Texte intégral
N° RG 22/01287 - N° Portalis DBVX-V-B7G-OD7G
Décision du Juge des contentieux de la protection du TJ de LYON
du 14 janvier 2022
RG : 11-21-3610
Société CAISSE REGIONALE DE CREDIT AGRICOLE MUTUEL CENTRE- EST
C/
[P]
[E]
RÉPUBLIQUE FRANÇAISE
AU NOM DU PEUPLE FRANÇAIS
COUR D'APPEL DE LYON
6ème Chambre
ARRET DU 21 Décembre 2023
APPELANTE :
LA SOCIETE CREDIT AGRICOLE CENTRE-EST
[Adresse 1]
[Localité 5]
Représentée par Me Marie-Josèphe LAURENT de la SAS IMPLID AVOCATS ET EXPERTS COMPTABLES, avocat au barreau de LYON, toque : 768
INTIMES :
M. [H] [P]
[Adresse 3]
[Localité 2]
défaillant
Mme [T] [E] épouse [P]
[Adresse 6]
[Localité 4]
défaillante
* * * * * *
Date de clôture de l'instruction : 08 Novembre 2022
Date des plaidoiries tenues en audience publique : 14 Novembre 2023
Date de mise à disposition : 21 Décembre 2023
Composition de la Cour lors des débats et du délibéré :
- Joëlle DOAT, présidente
- Evelyne ALLAIS, conseillère
- Stéphanie ROBIN, conseillère
assistées pendant les débats de Cécile NONIN, greffière
A l'audience, un membre de la cour a fait le rapport, conformément à l'article 804 du code de procédure civile.
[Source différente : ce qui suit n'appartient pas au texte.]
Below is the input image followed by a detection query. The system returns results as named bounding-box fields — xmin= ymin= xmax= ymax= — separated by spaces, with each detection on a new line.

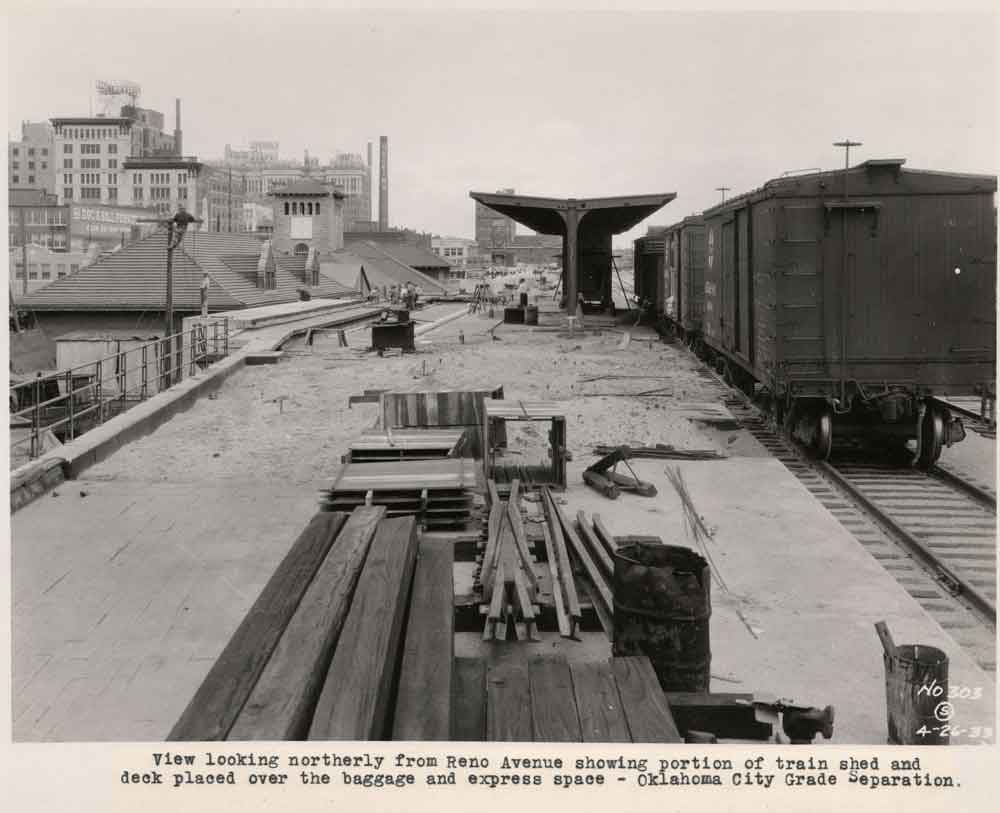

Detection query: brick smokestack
xmin=365 ymin=141 xmax=373 ymax=228
xmin=378 ymin=136 xmax=389 ymax=231
xmin=174 ymin=99 xmax=184 ymax=156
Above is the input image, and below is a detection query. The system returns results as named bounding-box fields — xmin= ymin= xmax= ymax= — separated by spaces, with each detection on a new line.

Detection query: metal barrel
xmin=882 ymin=644 xmax=951 ymax=745
xmin=613 ymin=542 xmax=712 ymax=692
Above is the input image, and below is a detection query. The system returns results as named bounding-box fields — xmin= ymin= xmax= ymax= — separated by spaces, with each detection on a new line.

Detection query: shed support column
xmin=561 ymin=209 xmax=580 ymax=314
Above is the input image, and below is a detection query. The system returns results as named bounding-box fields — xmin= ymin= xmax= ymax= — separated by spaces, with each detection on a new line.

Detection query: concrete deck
xmin=11 ymin=306 xmax=995 ymax=744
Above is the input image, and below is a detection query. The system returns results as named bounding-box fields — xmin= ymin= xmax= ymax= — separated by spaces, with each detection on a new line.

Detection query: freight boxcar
xmin=704 ymin=159 xmax=997 ymax=466
xmin=663 ymin=215 xmax=705 ymax=346
xmin=632 ymin=226 xmax=665 ymax=315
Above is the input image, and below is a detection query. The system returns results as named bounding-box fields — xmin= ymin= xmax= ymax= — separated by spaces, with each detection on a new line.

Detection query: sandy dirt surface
xmin=87 ymin=304 xmax=754 ymax=488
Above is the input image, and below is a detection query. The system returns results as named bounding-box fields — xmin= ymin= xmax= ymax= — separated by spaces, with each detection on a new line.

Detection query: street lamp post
xmin=138 ymin=206 xmax=201 ymax=387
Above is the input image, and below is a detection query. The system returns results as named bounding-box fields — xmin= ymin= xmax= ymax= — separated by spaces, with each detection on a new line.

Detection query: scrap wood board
xmin=451 ymin=655 xmax=682 ymax=743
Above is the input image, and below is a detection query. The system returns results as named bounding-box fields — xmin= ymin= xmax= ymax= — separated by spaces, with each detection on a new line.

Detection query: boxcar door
xmin=735 ymin=208 xmax=753 ymax=361
xmin=719 ymin=220 xmax=740 ymax=350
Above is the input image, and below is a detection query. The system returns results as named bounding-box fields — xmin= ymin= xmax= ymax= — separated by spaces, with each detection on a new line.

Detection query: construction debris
xmin=583 ymin=446 xmax=656 ymax=500
xmin=594 ymin=443 xmax=726 ymax=460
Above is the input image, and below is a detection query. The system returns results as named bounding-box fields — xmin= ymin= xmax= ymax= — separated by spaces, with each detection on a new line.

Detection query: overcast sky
xmin=7 ymin=9 xmax=997 ymax=245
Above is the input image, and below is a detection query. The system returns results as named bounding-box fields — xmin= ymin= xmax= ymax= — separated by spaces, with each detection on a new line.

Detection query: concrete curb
xmin=10 ymin=352 xmax=246 ymax=514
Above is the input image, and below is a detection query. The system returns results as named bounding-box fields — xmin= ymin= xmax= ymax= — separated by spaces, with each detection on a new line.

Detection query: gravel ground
xmin=88 ymin=304 xmax=736 ymax=488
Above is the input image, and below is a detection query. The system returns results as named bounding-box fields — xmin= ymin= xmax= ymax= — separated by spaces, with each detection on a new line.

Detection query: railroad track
xmin=698 ymin=367 xmax=997 ymax=673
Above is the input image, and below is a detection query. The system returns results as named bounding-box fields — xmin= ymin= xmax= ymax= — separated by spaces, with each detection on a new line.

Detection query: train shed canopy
xmin=469 ymin=192 xmax=677 ymax=308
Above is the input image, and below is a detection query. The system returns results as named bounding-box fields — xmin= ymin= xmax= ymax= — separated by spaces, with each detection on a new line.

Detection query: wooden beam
xmin=591 ymin=514 xmax=618 ymax=560
xmin=528 ymin=655 xmax=583 ymax=742
xmin=542 ymin=488 xmax=581 ymax=636
xmin=392 ymin=539 xmax=455 ymax=741
xmin=611 ymin=655 xmax=683 ymax=742
xmin=542 ymin=522 xmax=573 ymax=638
xmin=309 ymin=516 xmax=417 ymax=740
xmin=576 ymin=511 xmax=615 ymax=584
xmin=486 ymin=663 xmax=532 ymax=742
xmin=570 ymin=661 xmax=632 ymax=742
xmin=451 ymin=658 xmax=486 ymax=742
xmin=553 ymin=503 xmax=615 ymax=617
xmin=167 ymin=511 xmax=347 ymax=742
xmin=227 ymin=506 xmax=385 ymax=740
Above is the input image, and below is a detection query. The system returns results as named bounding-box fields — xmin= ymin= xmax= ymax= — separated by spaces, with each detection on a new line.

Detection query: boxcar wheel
xmin=916 ymin=407 xmax=944 ymax=469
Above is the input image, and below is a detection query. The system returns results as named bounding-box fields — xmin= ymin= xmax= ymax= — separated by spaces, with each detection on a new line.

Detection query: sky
xmin=7 ymin=8 xmax=998 ymax=246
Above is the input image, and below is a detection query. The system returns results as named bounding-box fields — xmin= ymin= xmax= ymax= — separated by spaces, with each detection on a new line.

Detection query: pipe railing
xmin=10 ymin=319 xmax=230 ymax=465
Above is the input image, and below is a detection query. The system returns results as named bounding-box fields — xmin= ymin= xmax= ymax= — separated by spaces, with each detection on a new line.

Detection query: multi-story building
xmin=121 ymin=103 xmax=180 ymax=158
xmin=7 ymin=121 xmax=56 ymax=193
xmin=322 ymin=152 xmax=372 ymax=231
xmin=476 ymin=189 xmax=517 ymax=263
xmin=206 ymin=141 xmax=372 ymax=231
xmin=51 ymin=116 xmax=132 ymax=204
xmin=431 ymin=237 xmax=476 ymax=268
xmin=124 ymin=156 xmax=246 ymax=232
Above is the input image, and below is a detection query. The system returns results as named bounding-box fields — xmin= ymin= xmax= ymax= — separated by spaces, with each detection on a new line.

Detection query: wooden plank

Arrêt rendu par défaut publiquement par mise à disposition au greffe de la cour d'appel, les parties en ayant été préalablement avisées dans les conditions prévues à l'article 450 alinéa 2 du code de procédure civile,
Signé par Joëlle DOAT, présidente, et par Cécile NONIN, greffière, auquelle la minute a été remise par le magistrat signataire.
* * * *
Faits, procédure et demandes des parties
Par offre acceptée le 4 février 2012, la société Caisse Régionale de Crédit Agricole Mutuel Centre Est (ci après dénommée le Crédit Agricole) a consenti à M. [H] [P] et Mme [T] [E] épouse [P] un prêt personnel d'un montant de 29 774 euros, remboursable après un différé de 36 mois maximum, en 180 mensualités de 225,19 euros incluant les intérêts au taux de 4,33 % l'an.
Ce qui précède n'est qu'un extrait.